April 24,2003

Grassley Repeats Concerns Over Low Settlement of Health Fraud Case

WASHINGTON – Sen. Chuck Grassley, chairman of the Committee on Finance, late
yesterday repeated his concerns to key agency officials that they are poised to finalize a health care fraud settlement that might be much too low and therefore, harmful to taxpayers.

“The most important question is unanswered,” Grassley said. “That’s whether the taxpayers
will get their money back from any fraud perpetrated by HCA. I haven’t seen the statistical evidence to show this settlement will fairly compensate the taxpayers for their losses. Until I see the math, I’ll remain skeptical. I look forward to learning more about the government’s case, although I’m getting tired of asking.”

The text of Grassley’s letter to Attorney General John Ashcroft and Health and Human Services Secretary Tommy Thompson follows.



April 23, 2003

The Honorable John Ashcroft
Attorney General
Department of Justice
950 Pennsylvania Avenue, NW
Washington, DC 20530

The Honorable Tommy G. Thompson
Secretary
Department of Health and Human Services
200 Independence Avenue, SW
Washington, DC 20201

Dear Attorney General Ashcroft and Secretary Thompson:

I am writing regarding the Senate Finance Committee’s (Committee) ongoing investigation
into the underlying basis for the "tentative understanding" reached between HCA, Inc. (HCA) and
the United States Department of Justice (DOJ). This tentative settlement would resolve the civil
litigation with HCA for $631 million and resolve HCA’s administrative liability to the Centers for
Medicare and Medicaid Services (CMS) for $250 million. The Committee initiated this investigation over a year ago because of my unrelenting concern for properly enforcing the False Claims Act (FCA) and for maintaining the integrity of the Medicare Trust Funds.

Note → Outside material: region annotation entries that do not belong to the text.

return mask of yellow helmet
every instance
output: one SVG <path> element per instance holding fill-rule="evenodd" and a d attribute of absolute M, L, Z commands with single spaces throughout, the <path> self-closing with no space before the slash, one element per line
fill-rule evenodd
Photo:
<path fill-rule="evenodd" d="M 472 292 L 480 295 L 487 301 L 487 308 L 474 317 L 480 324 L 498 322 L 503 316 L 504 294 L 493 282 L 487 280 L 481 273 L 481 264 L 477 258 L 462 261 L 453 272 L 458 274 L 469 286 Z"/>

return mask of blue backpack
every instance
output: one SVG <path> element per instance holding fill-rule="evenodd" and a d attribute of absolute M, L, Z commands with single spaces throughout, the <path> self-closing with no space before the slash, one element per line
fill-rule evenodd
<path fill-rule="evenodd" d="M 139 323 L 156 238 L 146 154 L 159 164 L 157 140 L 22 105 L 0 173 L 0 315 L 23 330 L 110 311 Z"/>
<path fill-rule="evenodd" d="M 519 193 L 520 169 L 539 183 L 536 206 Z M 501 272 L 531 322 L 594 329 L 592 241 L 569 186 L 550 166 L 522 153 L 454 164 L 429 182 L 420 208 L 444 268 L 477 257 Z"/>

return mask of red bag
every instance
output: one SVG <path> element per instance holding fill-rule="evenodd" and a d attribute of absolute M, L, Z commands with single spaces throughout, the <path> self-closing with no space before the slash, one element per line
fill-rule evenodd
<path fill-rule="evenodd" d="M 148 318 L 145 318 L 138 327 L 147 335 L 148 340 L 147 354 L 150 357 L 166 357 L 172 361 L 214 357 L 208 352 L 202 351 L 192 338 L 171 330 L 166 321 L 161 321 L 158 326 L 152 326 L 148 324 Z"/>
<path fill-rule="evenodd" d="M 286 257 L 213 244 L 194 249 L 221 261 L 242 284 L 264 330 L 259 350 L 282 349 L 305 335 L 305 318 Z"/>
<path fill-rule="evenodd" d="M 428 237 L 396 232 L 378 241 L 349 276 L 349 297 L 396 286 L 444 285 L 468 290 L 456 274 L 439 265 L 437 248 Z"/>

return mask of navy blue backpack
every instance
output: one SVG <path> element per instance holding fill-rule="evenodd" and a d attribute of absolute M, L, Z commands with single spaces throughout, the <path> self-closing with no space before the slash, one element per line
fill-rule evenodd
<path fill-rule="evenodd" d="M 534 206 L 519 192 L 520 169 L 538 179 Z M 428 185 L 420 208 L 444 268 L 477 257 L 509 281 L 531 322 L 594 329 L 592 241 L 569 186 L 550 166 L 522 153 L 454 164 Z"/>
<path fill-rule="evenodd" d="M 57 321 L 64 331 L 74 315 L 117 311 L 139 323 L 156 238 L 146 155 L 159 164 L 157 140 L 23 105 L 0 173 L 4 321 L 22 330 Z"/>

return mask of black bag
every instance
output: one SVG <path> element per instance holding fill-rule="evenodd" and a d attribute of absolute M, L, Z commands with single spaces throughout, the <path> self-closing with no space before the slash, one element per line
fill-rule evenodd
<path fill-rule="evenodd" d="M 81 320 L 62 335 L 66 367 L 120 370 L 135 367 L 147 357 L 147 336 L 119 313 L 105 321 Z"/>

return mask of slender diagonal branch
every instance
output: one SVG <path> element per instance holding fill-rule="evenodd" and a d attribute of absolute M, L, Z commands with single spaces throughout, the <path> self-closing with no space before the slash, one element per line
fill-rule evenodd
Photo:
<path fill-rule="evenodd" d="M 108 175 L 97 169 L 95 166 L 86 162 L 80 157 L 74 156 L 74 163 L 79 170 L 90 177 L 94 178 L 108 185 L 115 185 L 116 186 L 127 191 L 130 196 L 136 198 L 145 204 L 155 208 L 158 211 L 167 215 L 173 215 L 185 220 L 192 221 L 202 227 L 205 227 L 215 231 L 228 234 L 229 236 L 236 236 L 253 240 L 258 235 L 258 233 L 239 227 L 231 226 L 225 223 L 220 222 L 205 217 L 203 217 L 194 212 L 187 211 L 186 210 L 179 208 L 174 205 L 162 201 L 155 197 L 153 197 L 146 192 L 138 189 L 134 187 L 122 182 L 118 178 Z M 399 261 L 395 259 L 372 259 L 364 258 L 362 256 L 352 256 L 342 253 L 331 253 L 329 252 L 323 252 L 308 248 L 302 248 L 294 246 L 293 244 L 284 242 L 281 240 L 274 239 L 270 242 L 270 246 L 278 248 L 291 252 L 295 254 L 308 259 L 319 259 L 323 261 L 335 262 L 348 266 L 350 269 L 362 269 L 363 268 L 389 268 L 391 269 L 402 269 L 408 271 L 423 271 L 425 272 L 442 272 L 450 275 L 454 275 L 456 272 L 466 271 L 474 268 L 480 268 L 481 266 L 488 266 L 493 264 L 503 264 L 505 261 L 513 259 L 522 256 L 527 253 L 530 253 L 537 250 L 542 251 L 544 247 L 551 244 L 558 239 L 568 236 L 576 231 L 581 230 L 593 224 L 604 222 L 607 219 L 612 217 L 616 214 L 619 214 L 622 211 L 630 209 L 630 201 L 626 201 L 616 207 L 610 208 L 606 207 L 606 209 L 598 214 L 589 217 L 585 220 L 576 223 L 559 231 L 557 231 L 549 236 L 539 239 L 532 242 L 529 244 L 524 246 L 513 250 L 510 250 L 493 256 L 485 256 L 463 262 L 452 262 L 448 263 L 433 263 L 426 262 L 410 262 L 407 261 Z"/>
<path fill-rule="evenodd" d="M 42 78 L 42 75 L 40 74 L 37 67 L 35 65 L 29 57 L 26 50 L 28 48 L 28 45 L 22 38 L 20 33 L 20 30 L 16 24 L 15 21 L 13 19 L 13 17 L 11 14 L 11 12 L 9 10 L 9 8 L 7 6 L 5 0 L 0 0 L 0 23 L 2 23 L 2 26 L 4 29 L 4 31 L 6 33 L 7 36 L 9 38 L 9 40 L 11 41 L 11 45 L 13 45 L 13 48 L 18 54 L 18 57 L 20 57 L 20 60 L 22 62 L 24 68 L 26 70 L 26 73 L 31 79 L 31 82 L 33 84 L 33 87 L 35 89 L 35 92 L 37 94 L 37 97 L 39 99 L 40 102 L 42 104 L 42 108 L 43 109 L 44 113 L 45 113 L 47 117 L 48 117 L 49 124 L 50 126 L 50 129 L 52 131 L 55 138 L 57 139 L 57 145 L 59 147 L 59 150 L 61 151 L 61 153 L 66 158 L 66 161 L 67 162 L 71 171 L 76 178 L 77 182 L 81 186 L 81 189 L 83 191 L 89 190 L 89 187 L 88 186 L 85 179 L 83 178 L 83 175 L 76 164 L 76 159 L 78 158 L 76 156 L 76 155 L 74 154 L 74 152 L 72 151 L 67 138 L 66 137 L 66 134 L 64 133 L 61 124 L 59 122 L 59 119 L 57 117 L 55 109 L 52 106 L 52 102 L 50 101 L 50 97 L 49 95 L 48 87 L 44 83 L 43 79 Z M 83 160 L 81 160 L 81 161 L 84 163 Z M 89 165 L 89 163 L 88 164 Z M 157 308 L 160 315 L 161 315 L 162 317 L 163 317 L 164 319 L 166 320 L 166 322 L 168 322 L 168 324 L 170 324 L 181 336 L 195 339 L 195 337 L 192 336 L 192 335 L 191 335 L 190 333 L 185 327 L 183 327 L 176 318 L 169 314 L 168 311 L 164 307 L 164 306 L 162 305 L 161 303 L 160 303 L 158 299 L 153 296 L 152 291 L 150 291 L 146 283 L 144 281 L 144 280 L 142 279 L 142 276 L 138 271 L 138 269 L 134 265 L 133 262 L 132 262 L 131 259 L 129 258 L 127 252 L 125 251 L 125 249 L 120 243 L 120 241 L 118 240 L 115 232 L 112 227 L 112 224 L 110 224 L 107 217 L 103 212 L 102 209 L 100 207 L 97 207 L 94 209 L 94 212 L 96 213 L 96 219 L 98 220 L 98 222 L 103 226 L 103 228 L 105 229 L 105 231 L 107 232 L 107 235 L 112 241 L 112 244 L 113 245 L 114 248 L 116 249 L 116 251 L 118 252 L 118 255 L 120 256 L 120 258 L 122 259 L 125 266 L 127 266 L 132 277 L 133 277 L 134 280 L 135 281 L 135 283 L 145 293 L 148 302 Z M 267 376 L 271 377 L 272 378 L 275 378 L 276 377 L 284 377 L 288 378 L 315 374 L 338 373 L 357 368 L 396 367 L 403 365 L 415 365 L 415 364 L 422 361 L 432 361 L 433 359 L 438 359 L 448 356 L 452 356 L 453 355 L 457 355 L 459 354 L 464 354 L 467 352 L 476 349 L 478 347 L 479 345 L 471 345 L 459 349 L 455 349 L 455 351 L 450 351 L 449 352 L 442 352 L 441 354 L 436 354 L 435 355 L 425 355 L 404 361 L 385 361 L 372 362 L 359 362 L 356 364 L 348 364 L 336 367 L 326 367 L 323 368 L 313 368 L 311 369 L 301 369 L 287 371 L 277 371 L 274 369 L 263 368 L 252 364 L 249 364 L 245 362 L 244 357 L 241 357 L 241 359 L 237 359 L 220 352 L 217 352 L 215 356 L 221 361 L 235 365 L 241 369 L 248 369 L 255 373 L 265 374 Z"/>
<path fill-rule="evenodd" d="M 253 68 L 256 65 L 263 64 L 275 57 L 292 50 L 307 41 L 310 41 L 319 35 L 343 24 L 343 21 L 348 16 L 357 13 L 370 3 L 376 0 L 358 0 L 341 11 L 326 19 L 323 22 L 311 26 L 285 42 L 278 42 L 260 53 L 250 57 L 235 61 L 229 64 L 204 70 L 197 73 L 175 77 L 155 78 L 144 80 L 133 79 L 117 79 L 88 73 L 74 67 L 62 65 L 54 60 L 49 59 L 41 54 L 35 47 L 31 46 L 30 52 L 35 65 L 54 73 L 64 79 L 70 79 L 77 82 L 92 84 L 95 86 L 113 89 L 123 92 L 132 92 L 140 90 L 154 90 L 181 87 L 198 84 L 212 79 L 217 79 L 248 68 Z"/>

It is a rare morning these days when newspapers resting on breakfast tables across America
are not filled with the latest headlines about corporate bigwigs caught "cooking the books" to enrich themselves at the expense of their employees, shareholders, and ultimately America’s taxpayers. Recent government reforms and enforcement efforts have given corporate boardrooms and financial statements a much-needed dose of sunlight, but I fear that those disinfecting rays may not reach the settlements often executed by the federal government with corporations that engaged in, among other things, fraudulent activities.

In my opinion, any settlement that is a good deal for taxpayers should be able to withstand
congressional scrutiny. Accordingly, and in the interest of maintaining the integrity of the Medicare Trust Funds, I drafted legislation that will require a nonpartisan, efficient and fair congressional review of the facts and figures underlying any proposed FCA settlement beyond a threshold level. It is apparent that without appropriate congressional oversight, FCA settlements could short-shrift the Medicare Trust Funds by hundreds of millions of dollars.

I know you agree with me that turning a blind eye to corporate fraud is not how government
officials should conduct their work on behalf of America’s taxpayers. While I appreciate your
concerns about maintaining the confidentiality of DOJ and HHS deliberations over particular matters, it would be equally inappropriate for me to ignore information made available to the Committee by credible whistleblowers. Specifically, these whistleblowers are suggesting that the anticipated $250 million administrative settlement with HCA gives short-shrift to both the Medicare Trust Funds and America’s taxpayers. Why? Because the whistleblowers allege that the announced settlement figures are not based on a detailed analysis of, among other things, the pertinent cost reports.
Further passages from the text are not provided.